“Nezavisimaya Gazeta”: OSCE MG Washington Meeting May Be Mere Measur

“NEZAVISIMAYA GAZETA”: OSCE MG WASHINGTON MEETING MAY BE MERE MEASURE ON DUTY

PanARMENIAN.Net
07.03.2006 19:38 GMT+04:00

/PanARMENIAN.Net/ A two-day meeting of co-chairs of the OSCE Minsk
Group for settlement of the Nagorno Karabakh conflict is finishing
in Washington today. This time the mediators decided to do without
representatives of Azerbaijan and Armenia, reports the Nezavisimaya
Gazeta. Ambassadors Yuri Merzlyakov (Russia), Steven Mann (US)
and Bernard Fassier (France) will work for finding a way out of
the stalemate in the talks after the February meeting of the Azeri
and Armenian Presidents in Rambouillet. The newspaper reminds that
“hopes pinned on the meeting near Paris were too much and they did
not come true. No new ideas or methods of settlement were declared in
Rambouillet. Moreover, in less than a month Yerevan and Baku restarted
speaking about war. At that not only publicists and politicians show
notorious spirit of war.”

“Parties’ statements make the task of the mediators utterly
complicated. In that light this meeting of the OSCE Minsk Group
co-chairs may be a mere measure on duty that decides nothing,”
the edition notes. On the whole, according to Russian political
scientist, head of the section of international relations of the
Institute for Military and Political Analysis Sergey Markedonov,
“activation demonstrated by the OSCE lately (not to say imitation)
in the peacemaking has an opposite effect.” In the expert’s opinion,
“constantly initiating some peace expectations (without reaching these)
more looks like senseless digging up of a wound. In Markedonov’s
opinion, the Washington meeting will be one of the same range: “the
professional peacemakers” were not able to propose any practicable
peace plan to Baku and Yerevan and they have nothing to propose today.”

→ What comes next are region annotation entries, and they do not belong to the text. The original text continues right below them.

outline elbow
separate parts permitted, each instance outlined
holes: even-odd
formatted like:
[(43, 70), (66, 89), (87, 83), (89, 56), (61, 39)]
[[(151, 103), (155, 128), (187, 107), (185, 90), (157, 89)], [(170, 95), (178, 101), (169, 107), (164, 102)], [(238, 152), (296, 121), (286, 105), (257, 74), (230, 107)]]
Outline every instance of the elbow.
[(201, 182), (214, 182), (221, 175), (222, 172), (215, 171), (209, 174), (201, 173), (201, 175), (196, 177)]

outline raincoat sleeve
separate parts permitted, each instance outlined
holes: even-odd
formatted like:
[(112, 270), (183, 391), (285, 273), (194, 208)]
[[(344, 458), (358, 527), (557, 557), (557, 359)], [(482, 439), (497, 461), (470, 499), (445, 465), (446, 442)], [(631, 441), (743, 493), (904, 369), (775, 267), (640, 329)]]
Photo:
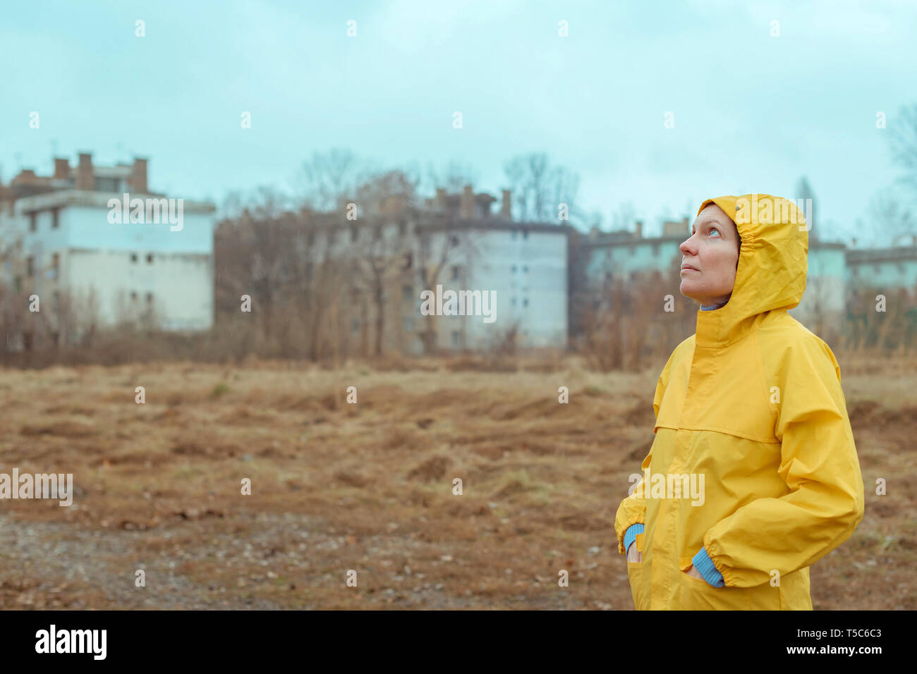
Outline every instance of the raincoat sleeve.
[[(666, 386), (668, 383), (668, 374), (671, 370), (674, 357), (675, 351), (668, 357), (668, 361), (666, 363), (666, 367), (662, 369), (662, 373), (656, 382), (656, 393), (653, 395), (653, 414), (656, 418), (659, 416), (659, 404), (662, 403), (662, 396), (666, 392)], [(652, 459), (653, 449), (650, 447), (646, 458), (640, 464), (641, 475), (646, 474), (646, 470), (649, 468)], [(640, 481), (634, 487), (633, 492), (621, 502), (621, 504), (618, 506), (618, 512), (614, 515), (614, 533), (618, 537), (618, 552), (622, 555), (627, 554), (627, 548), (624, 547), (624, 535), (627, 533), (627, 529), (632, 525), (646, 524), (646, 503), (643, 498), (643, 478), (641, 477)], [(642, 543), (642, 540), (639, 543)], [(639, 543), (637, 548), (641, 548)]]
[(863, 519), (863, 478), (834, 355), (812, 336), (770, 358), (768, 388), (776, 384), (780, 395), (778, 473), (789, 492), (752, 501), (704, 535), (703, 547), (727, 587), (758, 585), (774, 571), (786, 576), (808, 567)]

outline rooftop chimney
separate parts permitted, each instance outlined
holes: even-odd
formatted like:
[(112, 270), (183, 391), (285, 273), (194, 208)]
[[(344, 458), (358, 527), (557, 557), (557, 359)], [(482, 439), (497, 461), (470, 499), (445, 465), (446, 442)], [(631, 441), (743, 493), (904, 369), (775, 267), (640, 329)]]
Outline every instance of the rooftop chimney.
[(134, 158), (134, 170), (130, 174), (130, 188), (134, 192), (138, 192), (141, 194), (145, 194), (149, 192), (147, 188), (146, 160), (139, 159), (138, 157)]
[(54, 158), (54, 180), (67, 180), (70, 178), (70, 161), (60, 157)]
[(461, 201), (458, 202), (458, 217), (462, 220), (470, 220), (474, 217), (474, 190), (471, 185), (465, 185), (461, 193)]
[(95, 177), (93, 175), (93, 155), (89, 152), (80, 152), (80, 163), (76, 166), (76, 189), (92, 190), (95, 187)]
[(501, 204), (500, 216), (507, 220), (513, 219), (513, 191), (503, 190), (503, 201)]

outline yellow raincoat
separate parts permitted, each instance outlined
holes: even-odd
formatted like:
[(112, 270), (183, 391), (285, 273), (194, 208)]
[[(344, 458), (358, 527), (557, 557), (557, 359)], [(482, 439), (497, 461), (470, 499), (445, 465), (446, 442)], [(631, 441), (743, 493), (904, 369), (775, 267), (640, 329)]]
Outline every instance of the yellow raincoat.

“Mediators’ desire to make progress in making parties’ stands closer
exactly this year is quite understandable. On the one hand, next
year parliamentary elections are due in Armenia, while forces in
Azerbaijan will focus on presidential election in 2008. Yerevan and
Baku will have a lot of other things to do besides Karabakh. However,
the state of neither war, nor peace cannot last forever. In this
situation many experts think that a time-out is more logical.

According to Merkedonov, taking into account the current reality,
“the parties would only benefit from some lull in the imitation
peacemaking of the OSCE MG,” the Nezavisimaya Gazeta writes.